Il existe trois grands types d’algues au monde : vertes, rouges et brunes, dont les propriétés génétiques varient considérablement d’une espèce à l’autre. Le nombre total d’espèces d’algues varie, selon les estimations, de 30 000 à plusieurs millions. Environ 12 000 espèces sont cultivées à travers le monde.
« En Afrique, essentiellement australe, il y a un potentiel énorme sur les algues. Depuis trente ans, une filière des algues, importante, est développée en Tanzanie, principalement autour de Zanzibar et de Pemba, mise en place par Cargill et DuPont pour produire du texturant agroalimentaire. 25 000 personnes travaillent aujourd’hui dans les algues en Tanzanie et 200 000 personnes en vivent », relève Vincent Doumeizel.
Reste que cette filière s’est développée en misant sur deux espèces seulement d’algues rouges, la leukemia et le kappaphycus, sans souci de préserver la biodiversité, d’où une moindre résistance aux pathogènes aujourd’hui, accentuée par le réchauffement climatique.

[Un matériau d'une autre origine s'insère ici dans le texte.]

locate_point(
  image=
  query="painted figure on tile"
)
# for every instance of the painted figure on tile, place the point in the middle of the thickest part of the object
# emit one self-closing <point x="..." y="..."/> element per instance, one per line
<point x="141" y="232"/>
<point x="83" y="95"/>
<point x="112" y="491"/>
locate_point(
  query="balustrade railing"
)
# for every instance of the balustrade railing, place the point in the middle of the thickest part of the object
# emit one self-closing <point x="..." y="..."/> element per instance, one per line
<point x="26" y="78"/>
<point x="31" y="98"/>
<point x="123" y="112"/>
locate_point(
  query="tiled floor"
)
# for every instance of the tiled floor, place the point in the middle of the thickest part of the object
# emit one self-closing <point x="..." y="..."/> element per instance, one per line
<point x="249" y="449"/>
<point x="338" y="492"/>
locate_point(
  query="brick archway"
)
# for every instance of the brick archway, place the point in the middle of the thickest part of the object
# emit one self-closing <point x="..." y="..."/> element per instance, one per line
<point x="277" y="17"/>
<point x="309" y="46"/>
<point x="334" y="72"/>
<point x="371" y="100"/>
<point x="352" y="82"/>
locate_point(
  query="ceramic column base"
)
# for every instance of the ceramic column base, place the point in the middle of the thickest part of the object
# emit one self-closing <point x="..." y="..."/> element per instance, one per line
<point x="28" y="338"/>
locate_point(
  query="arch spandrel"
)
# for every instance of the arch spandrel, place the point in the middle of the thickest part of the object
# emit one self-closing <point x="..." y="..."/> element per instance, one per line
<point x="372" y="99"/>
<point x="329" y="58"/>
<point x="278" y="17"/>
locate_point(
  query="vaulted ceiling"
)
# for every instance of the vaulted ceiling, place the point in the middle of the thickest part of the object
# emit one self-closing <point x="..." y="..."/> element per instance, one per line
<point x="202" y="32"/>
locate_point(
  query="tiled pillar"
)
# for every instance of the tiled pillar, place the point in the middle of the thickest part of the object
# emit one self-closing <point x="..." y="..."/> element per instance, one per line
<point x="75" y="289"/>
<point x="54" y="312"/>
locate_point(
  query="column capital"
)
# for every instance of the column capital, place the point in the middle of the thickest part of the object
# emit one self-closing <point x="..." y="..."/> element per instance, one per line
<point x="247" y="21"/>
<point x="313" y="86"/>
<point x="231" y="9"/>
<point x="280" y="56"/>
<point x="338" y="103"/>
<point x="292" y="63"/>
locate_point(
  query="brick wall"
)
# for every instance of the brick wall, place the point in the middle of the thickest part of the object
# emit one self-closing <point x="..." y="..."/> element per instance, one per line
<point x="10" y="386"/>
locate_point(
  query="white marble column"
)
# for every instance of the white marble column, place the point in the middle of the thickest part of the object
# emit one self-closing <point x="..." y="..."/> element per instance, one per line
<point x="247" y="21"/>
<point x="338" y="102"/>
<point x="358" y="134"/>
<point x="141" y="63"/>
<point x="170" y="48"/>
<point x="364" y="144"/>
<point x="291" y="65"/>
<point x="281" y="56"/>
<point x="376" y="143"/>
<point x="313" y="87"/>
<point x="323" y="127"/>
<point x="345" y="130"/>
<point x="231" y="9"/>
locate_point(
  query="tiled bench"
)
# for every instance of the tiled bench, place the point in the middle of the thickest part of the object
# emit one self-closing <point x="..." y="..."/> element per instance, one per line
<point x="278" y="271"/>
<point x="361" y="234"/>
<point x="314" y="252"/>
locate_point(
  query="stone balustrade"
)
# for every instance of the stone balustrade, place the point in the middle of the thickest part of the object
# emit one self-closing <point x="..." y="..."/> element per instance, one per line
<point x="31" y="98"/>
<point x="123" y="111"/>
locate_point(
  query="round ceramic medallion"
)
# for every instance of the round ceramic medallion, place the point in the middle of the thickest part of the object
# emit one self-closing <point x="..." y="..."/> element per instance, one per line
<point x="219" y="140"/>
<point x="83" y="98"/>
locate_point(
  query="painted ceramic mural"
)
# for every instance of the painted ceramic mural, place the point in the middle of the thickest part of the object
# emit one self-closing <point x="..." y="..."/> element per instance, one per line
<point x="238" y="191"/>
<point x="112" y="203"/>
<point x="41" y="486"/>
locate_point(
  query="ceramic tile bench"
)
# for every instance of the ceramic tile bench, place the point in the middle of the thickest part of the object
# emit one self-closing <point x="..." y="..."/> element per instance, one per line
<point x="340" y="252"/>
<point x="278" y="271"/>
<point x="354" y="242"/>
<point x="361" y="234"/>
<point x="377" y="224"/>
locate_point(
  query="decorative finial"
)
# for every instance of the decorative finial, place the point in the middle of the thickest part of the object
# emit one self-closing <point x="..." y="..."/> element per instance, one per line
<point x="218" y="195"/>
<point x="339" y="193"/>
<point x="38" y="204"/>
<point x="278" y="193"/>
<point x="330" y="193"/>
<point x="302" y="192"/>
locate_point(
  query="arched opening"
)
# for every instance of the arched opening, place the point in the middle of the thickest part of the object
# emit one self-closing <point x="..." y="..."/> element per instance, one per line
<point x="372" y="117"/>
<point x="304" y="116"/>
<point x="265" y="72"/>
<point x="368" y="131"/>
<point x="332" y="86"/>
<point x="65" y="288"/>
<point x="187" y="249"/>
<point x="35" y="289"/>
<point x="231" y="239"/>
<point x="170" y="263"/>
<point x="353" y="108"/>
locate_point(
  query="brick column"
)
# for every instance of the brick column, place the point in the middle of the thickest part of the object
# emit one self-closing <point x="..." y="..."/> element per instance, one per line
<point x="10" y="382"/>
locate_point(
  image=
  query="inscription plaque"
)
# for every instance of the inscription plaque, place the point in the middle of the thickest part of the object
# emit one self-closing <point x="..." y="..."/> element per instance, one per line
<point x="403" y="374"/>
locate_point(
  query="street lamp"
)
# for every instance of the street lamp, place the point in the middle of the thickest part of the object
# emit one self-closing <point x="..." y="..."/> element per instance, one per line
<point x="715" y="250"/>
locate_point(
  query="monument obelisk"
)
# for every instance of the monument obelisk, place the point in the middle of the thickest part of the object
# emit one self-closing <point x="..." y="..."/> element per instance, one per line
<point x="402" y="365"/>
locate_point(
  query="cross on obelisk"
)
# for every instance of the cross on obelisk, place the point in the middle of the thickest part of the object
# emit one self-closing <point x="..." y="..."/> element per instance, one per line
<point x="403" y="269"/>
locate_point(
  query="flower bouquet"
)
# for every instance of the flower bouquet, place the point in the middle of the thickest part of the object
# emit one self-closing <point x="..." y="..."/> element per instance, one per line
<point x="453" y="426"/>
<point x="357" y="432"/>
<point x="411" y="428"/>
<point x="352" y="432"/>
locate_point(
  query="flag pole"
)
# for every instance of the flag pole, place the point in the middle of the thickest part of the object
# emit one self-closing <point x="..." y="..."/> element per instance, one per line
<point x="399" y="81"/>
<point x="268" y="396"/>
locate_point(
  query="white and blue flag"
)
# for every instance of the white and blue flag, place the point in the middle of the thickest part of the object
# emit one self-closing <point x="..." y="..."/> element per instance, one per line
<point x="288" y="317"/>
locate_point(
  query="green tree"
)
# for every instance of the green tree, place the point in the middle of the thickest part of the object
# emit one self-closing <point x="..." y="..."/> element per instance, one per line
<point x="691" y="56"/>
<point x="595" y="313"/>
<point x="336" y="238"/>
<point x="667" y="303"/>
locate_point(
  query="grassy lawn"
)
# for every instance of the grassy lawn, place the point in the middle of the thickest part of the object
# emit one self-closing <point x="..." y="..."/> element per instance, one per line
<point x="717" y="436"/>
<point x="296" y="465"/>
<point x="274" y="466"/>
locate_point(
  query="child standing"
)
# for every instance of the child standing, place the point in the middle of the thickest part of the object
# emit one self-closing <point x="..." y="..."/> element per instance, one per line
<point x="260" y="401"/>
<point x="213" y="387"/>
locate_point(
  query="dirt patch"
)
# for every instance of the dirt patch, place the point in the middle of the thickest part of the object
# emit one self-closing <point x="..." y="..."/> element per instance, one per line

Une filière algues qui s’est développée aussi à Madagascar, avec des pratiques plus durables, portée par la société Ocean Farmers.
Le partage des savoirs s’accélère
Pour connaitre et exploiter pleinement le potentiel des algues, la recherche-développement et le partage des savoirs s’accélère depuis quelques années, poussés par les Nations unies, les gouvernements et l’industrie, afin de répondre aux défis environnementaux, alimentaires et de santé mondiaux.
Bonnes à manger (protéines, omégas 3, minéraux, vitamines B12), les algues employées dans l’agriculture ont des vertus immunitaires qui protègent les plantes et les rendent plus résistantes. C’est la démonstration que tente de faire depuis plusieurs années la société bretonne Olmix au Mali, au Sénégal et en Côte d’Ivoire.
« On a démontré la possibilité de cultiver en zone semi désertique avec des engrais à base d’algues bretonnes qui permettent de pallier le stress hydrique. Car les algues ont une faculté prononcée à identifier les périodes de sécheresse et à mettre la plante en rétraction. Nous travaillons en particulier sur le cacao », indique Hervé Balusson, président du groupe Olmix.
Les algues sont utilisées dans l’agriculture par les hommes depuis la préhistoire, comme amendements pour les sols. Elles ont un effet microbiote qui aide à régénérer les sols. « Nous sommes en train de les redécouvrir pour nourrir les hommes et les animaux », se réjouit Hervé Balusson.